The start of this is code which can exclusively lock a mutex, or exclusively increase or decrease a semaphore. Lets say I have this code.
Then you get the next step: taking the mutexes. Lets say we have two processes, fighting for one mutex. Process A is first and snatches the mutex before B can touch it. So now B has to wait. My question is specifically about handling the wait phase. I can see the following options:
So thats what I can see. I like 2 the most, but it still feels like a lot of overhead. I would love to hear your input on the question: how do you implement waiting for a locked mutex to be released?
Some more background: I am actually implementing the OS, on a Cortex M4 CPU. I know I wont be able to beat freeRTOS etc. Its about the learning experience.
Upvotes: 1
Views: 153
Reputation: 24887
Typically, this is what happens:
Thread A attempts to get the mutex by making a syscall that references it. No other thread has the mutex so its call succeeds. A runs on..
Thread B attempts to get the mutex by making a syscall that references it. The mutex is taken and so B is taken out of the list of running threads and inserted into a queue in the mutex struct. The kernel returns to someother thread that is ready. Thread B is now dead code and stack.
Thread A releases the mutex by making a syscall that references it. The mutex thread queue is checked to see if it has entries, and it has. Thread B is popped off the queue and added to the list of ready threads. The scheduler/dispatcher decides which set of ready thread to run on the cores. Thread B may be in this set, depending upon he scheduler algorithm and stored state data on all the other threads. Thread B may run immedately on another core than thread A, it may immediately preempt thread A, (which would go from running to ready), or it may not run at all since the available cores are in use for running other higher-pririty threads.

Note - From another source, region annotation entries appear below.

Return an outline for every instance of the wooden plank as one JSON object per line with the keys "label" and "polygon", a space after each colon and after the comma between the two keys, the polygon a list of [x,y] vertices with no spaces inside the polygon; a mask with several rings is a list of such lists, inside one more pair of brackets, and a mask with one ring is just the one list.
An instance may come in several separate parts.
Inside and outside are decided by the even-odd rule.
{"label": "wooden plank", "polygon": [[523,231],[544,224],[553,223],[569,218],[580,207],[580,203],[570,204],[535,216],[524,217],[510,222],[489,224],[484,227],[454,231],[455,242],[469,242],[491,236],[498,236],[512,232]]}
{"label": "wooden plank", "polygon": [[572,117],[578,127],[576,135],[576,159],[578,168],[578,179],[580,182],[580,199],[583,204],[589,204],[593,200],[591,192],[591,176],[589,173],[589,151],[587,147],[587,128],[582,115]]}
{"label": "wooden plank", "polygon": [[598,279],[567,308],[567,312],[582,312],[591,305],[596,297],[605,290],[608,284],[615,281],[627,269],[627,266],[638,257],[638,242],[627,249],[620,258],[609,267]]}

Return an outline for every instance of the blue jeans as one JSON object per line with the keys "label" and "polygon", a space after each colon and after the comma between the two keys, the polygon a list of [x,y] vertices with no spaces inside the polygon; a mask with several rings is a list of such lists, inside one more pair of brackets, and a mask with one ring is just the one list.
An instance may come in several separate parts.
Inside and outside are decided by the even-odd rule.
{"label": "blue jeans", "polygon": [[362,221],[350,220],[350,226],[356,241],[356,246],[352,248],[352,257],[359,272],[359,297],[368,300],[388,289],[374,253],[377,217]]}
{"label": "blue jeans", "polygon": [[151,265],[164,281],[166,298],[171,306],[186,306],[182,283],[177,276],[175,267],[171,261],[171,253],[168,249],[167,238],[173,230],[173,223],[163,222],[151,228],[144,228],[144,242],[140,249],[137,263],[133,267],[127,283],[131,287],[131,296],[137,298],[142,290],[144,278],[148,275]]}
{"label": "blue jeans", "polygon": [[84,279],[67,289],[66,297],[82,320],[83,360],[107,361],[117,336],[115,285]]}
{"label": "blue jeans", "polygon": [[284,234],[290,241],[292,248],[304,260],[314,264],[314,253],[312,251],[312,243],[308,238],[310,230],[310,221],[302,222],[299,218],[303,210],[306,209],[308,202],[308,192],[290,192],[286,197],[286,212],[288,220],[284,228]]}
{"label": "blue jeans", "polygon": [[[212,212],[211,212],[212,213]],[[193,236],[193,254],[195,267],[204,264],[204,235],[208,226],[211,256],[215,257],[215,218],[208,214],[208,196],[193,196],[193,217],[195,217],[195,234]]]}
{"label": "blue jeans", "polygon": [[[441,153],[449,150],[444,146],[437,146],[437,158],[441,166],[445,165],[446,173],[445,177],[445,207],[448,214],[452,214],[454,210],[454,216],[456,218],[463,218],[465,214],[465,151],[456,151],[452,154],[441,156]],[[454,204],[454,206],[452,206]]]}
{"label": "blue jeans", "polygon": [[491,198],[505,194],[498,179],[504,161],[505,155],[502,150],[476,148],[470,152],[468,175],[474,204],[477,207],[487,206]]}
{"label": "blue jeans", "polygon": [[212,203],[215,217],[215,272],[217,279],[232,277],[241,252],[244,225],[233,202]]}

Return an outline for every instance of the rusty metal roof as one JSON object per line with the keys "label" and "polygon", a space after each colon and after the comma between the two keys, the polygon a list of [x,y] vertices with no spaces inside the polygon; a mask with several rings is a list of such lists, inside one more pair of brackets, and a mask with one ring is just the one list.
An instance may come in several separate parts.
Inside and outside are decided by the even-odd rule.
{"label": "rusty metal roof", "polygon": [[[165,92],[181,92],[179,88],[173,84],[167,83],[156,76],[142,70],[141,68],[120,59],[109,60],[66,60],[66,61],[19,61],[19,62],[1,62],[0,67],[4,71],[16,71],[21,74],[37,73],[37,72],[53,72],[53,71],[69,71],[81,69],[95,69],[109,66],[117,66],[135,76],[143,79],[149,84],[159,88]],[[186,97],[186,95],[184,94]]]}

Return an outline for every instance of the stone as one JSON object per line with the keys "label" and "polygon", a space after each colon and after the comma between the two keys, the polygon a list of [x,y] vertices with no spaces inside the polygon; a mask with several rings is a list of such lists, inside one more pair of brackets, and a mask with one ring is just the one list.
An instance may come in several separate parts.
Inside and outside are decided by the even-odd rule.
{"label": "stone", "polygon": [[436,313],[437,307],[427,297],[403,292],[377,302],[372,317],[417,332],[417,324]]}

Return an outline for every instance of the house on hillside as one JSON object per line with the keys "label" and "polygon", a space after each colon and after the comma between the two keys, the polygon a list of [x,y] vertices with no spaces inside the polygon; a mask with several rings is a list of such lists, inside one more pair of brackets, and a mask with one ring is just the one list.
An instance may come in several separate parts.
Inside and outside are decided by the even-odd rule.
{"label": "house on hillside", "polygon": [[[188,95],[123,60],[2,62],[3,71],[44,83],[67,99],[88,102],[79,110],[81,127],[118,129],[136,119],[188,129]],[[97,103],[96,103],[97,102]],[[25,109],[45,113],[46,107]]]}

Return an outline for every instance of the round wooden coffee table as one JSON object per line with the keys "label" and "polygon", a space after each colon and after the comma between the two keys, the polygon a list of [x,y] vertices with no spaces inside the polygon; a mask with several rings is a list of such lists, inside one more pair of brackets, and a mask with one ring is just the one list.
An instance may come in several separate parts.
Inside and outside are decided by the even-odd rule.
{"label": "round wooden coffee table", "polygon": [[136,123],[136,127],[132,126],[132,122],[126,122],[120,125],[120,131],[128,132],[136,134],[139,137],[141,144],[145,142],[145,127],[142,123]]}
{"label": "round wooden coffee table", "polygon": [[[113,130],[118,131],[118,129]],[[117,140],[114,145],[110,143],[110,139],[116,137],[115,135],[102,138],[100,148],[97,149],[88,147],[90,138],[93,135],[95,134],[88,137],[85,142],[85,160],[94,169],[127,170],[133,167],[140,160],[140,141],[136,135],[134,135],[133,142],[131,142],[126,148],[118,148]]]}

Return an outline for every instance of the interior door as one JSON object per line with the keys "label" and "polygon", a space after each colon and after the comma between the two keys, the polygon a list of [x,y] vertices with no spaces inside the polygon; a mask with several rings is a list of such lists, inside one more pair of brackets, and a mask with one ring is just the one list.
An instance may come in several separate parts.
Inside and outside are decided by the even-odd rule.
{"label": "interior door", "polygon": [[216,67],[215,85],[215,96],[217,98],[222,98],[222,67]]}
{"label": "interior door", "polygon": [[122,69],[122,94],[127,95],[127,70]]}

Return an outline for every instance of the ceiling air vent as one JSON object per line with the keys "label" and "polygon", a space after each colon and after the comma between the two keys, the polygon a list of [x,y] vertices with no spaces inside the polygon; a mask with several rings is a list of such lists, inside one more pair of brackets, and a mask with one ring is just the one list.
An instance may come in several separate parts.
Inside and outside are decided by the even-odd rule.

No 'kernel process' is required, just kernel code and data.
No 'timeslices' are required or needed. Timeslices are not relevant to this functionality.
The 'searches for processes waiting for the mutex' is a queue pop, O(1).
Edit after comments:
'this means that every process has access to all memory related to the scheduler'
Not all the time, because the syscalls change to kernel state and then back on return. There is no need for the thread in user-state to have unrestricted access to kernel memory.
You need mutexes or semaphores to start waiting for mutexes or semaphores, (to ensure the thread safety of the queue).
No. Typically, moving threads between containers means removing and inserting only a pointer to the thread control block. Such an operation is very fast, and the very occasional contention can be avoided with an atomic spinlock, interrupt-disable or more complex serialization/protection mechanisms involving inter-core comms drivers.